Why does friendship change with age?

sometimes the burnt bridge might never be repaired because no one wants to admit that they are wrong.



Childhood is genuinely the most amazing phase of our lives. The main priority of a child's life is having fun and friends put the "F" in the word fun. Friendship teaches children how to relate with fellow human beings who might not be part of their immediate family or relatives and making friends is an important part of growing up especially between the ages of 5 and 10 years - at this age, a child needs to be able to associate with their peers in order to develop a healthy relationship with reality.




As people grow older, their values and priorities change and this includes their associations with people and circumstances. Adolescence is one of those phases where people struggle with self esteem, relationships with their parents and life itself, therefore friends become a form of security and they provide a sense of belonging. At this age, friends become an extreme influential part of who you are and who you might become as an adult.

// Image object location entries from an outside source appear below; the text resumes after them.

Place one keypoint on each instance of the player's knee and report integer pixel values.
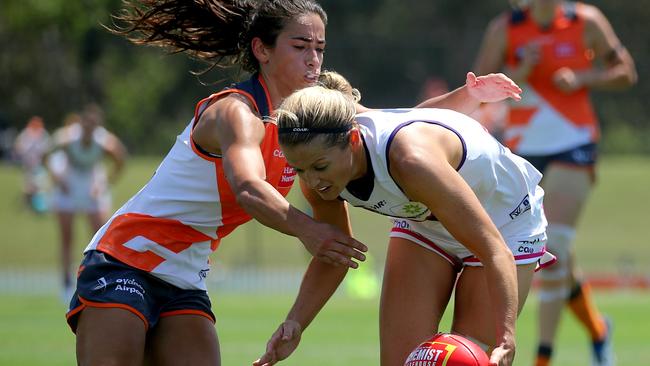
(560, 242)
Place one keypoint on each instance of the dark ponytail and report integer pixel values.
(216, 31)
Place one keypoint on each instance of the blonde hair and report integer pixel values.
(316, 111)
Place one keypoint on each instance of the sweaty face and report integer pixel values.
(326, 170)
(296, 59)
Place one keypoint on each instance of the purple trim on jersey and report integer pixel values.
(473, 259)
(392, 136)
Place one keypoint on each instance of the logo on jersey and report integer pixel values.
(411, 210)
(130, 285)
(524, 206)
(203, 274)
(101, 284)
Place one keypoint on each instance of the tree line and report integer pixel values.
(56, 56)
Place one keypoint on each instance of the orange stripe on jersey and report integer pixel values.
(167, 233)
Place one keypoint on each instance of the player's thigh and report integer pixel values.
(183, 340)
(416, 288)
(110, 336)
(566, 190)
(473, 311)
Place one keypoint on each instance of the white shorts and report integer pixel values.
(525, 249)
(87, 192)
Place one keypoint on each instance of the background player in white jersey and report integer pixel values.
(81, 183)
(29, 147)
(467, 217)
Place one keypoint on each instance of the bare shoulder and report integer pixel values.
(228, 120)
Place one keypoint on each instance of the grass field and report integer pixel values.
(612, 234)
(611, 238)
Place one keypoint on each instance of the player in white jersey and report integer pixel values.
(81, 184)
(451, 189)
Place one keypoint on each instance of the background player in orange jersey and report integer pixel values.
(141, 294)
(557, 51)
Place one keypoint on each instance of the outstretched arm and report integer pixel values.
(319, 283)
(477, 89)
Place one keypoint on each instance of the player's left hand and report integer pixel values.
(502, 355)
(492, 87)
(282, 343)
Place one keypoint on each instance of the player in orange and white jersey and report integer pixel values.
(558, 51)
(142, 280)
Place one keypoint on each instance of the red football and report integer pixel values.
(444, 349)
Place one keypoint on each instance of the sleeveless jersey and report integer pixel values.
(547, 121)
(178, 218)
(504, 183)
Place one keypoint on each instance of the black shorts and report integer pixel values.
(106, 282)
(581, 156)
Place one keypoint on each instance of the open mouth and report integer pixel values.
(312, 77)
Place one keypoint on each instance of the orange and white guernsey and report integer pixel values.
(179, 217)
(547, 121)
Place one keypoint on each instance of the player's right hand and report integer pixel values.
(330, 245)
(282, 343)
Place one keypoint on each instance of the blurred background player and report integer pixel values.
(81, 182)
(557, 51)
(29, 147)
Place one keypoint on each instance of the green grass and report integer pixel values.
(611, 233)
(611, 238)
(34, 332)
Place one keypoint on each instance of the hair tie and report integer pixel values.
(287, 130)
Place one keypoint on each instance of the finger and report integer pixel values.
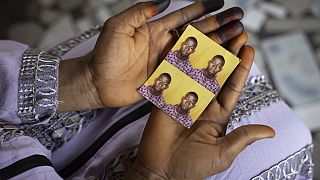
(235, 44)
(231, 90)
(137, 15)
(227, 32)
(187, 14)
(212, 23)
(164, 134)
(237, 140)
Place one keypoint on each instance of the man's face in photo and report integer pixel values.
(188, 102)
(188, 47)
(215, 65)
(161, 83)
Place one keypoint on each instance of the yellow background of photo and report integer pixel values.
(205, 50)
(180, 85)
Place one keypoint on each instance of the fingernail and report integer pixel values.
(212, 5)
(232, 14)
(161, 5)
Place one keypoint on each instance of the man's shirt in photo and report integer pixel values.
(211, 84)
(183, 65)
(184, 119)
(156, 100)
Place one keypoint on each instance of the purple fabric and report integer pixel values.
(156, 100)
(291, 132)
(211, 84)
(172, 111)
(183, 65)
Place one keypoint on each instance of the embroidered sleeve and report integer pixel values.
(38, 86)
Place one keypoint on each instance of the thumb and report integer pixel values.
(138, 14)
(237, 140)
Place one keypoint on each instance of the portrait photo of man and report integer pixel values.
(154, 93)
(207, 77)
(180, 58)
(181, 111)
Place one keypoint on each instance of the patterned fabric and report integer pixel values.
(257, 93)
(117, 168)
(183, 65)
(59, 130)
(211, 84)
(38, 98)
(38, 84)
(156, 100)
(184, 119)
(299, 163)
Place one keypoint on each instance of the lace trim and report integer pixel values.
(299, 163)
(38, 84)
(257, 94)
(60, 129)
(36, 80)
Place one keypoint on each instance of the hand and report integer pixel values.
(129, 49)
(170, 151)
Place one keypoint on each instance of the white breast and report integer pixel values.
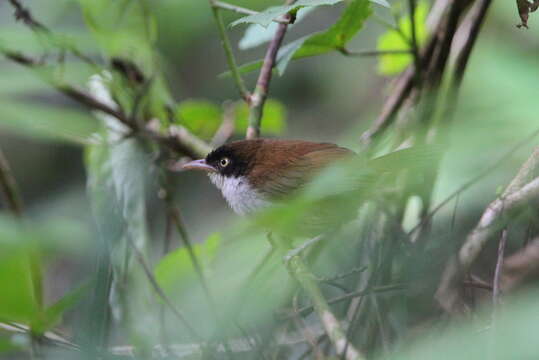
(239, 194)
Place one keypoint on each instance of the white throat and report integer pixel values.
(239, 194)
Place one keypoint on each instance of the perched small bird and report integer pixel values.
(253, 174)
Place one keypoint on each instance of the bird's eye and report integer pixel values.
(224, 162)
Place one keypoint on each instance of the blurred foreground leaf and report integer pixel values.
(264, 18)
(512, 336)
(46, 122)
(201, 117)
(122, 28)
(256, 35)
(391, 64)
(333, 39)
(176, 268)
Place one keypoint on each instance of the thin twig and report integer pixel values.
(448, 294)
(22, 13)
(378, 289)
(9, 187)
(473, 24)
(362, 53)
(505, 157)
(161, 293)
(498, 273)
(240, 10)
(228, 52)
(309, 336)
(520, 265)
(226, 130)
(259, 95)
(415, 45)
(298, 270)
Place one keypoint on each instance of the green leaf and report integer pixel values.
(333, 39)
(256, 35)
(53, 314)
(176, 268)
(19, 301)
(6, 345)
(273, 118)
(124, 28)
(383, 3)
(264, 18)
(201, 117)
(512, 336)
(391, 64)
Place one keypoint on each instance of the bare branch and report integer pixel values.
(258, 97)
(520, 265)
(241, 10)
(225, 41)
(9, 187)
(448, 294)
(298, 270)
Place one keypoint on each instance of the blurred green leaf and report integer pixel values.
(256, 35)
(383, 3)
(391, 64)
(264, 18)
(202, 117)
(45, 121)
(19, 301)
(6, 345)
(176, 268)
(124, 28)
(53, 314)
(333, 39)
(511, 336)
(273, 118)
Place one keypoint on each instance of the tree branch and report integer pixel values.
(448, 294)
(520, 265)
(298, 270)
(259, 95)
(241, 10)
(228, 51)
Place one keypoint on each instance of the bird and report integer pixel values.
(261, 173)
(254, 174)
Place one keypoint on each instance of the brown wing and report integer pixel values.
(297, 161)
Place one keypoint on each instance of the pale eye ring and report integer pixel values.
(224, 162)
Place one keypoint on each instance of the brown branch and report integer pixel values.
(259, 95)
(472, 25)
(448, 293)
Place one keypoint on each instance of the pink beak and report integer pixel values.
(199, 165)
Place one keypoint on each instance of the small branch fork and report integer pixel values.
(298, 271)
(518, 193)
(257, 98)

Adulthood changes everything.


We all reminisce over the old days when things were wonderful between ourselves and our old friends.




In adulthood however, things change - a lot of things are affected by this change, be it how you think, what you think about, how you feel about yourself and who you associate with will changes. It is not a lot of people who are still good friends with their childhood buddies and it’s a fortunate few who marry their best friends. A lot of adults are loners with trust issues because it becomes a tad bit difficult to welcome new people into our lives as we grow older, this might be due to past experiences which in turn become a resistance to a number of things including being completely vulnerable.

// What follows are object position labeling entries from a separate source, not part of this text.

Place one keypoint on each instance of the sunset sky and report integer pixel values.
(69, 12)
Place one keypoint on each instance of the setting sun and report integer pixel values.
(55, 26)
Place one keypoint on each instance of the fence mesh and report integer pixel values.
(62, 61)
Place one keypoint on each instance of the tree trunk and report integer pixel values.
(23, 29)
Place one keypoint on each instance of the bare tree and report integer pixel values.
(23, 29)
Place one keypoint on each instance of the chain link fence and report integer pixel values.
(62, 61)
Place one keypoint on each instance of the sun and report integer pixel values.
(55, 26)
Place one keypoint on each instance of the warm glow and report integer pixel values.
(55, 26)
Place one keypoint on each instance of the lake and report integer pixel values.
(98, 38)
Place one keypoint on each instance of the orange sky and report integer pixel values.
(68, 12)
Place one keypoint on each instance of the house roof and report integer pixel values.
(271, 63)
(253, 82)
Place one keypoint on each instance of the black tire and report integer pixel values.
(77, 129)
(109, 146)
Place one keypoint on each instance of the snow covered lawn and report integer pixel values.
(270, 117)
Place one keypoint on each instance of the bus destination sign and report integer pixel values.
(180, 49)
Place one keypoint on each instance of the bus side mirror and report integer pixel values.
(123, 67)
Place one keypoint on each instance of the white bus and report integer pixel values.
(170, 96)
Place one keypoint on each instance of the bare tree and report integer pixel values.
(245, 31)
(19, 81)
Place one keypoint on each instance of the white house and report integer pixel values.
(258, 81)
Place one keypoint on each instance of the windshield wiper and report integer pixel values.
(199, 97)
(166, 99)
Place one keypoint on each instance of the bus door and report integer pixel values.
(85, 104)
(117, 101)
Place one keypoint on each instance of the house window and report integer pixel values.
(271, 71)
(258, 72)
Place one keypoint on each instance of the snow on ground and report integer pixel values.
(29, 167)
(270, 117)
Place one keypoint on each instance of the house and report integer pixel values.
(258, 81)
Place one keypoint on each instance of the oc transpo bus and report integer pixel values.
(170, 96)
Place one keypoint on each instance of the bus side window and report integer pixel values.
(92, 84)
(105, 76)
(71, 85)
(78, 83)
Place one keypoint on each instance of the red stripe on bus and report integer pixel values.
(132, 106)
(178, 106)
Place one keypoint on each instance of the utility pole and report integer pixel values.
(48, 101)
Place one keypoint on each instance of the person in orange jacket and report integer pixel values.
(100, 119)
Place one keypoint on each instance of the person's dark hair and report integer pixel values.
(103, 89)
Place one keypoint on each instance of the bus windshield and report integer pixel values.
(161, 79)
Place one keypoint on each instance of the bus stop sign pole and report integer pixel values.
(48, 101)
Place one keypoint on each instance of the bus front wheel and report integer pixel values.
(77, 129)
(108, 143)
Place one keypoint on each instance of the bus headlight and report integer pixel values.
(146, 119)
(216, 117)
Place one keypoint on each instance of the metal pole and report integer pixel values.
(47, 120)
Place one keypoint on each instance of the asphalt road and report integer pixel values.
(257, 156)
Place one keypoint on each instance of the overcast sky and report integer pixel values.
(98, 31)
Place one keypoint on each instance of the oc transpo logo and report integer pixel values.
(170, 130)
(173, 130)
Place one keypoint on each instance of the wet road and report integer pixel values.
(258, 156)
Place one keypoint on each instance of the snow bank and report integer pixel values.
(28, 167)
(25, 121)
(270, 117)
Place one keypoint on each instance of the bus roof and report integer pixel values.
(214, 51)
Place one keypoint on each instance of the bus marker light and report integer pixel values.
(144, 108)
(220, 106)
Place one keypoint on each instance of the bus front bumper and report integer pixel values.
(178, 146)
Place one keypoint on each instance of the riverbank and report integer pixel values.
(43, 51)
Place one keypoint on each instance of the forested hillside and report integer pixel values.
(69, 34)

Age has a big influence to the change of friendship and the values we held towards friendship as children - it could be marriage, moving from your old town and even a career advancement can influence the change in friendships. In a conversation someone has said that as you grow older and you get to know yourself, you discover that your desires change and this might affect your relationship with people who may have had the same interests as you because the conversations you have are not the same anymore.

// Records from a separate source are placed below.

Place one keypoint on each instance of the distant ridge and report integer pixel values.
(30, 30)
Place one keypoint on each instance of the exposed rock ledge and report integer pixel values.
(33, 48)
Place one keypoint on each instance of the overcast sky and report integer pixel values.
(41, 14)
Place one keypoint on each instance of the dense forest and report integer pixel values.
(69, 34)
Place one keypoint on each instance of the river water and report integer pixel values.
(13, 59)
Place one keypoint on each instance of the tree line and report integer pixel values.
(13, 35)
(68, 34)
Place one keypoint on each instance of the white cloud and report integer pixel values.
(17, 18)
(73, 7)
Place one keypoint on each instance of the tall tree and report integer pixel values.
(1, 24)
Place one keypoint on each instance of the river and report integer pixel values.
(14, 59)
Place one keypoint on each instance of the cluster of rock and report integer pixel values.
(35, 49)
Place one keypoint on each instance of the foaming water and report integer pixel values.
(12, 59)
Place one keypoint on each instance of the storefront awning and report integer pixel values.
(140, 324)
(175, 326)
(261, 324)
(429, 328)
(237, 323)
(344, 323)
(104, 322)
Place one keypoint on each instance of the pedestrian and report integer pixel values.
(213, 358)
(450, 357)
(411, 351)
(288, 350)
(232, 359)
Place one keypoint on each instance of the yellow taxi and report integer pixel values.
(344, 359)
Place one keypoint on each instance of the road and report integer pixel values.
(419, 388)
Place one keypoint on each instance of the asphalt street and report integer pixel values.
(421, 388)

The beauty of becoming an adult is knowing who you are but that can leave you feeling very lonely as you may shed off a number of "good friends" as you discover how you are no longer interested in the same activities that used to excite you in the past, for example: You are married and your first priority is your family however your single friend wants to be wild and outgoing which is a part of your life that you have chosen to let go of for various reasons that are dear to you, this may come of strange to your friend and it may result in growing apart and each going their separate ways.

No man is an Island.



The happy ever after everyone desires
looking at the journey above, it is not that people don't want to have friends, it is that  we all get caught up in our lives, but a true friend will stick with you. A true friend is never too busy for you and a genuine friendship is mutually beneficial where loyalty, support, care and honesty come very easy, and two people are able to be very vulnerable around each other without fear. No man is an island and we all need that brother or sister who is not blood related but feels like a twin to your soul. A friend is family that you chose and that person can be your lover, a childhood friend or even a stranger you met on the bus and felt connected to.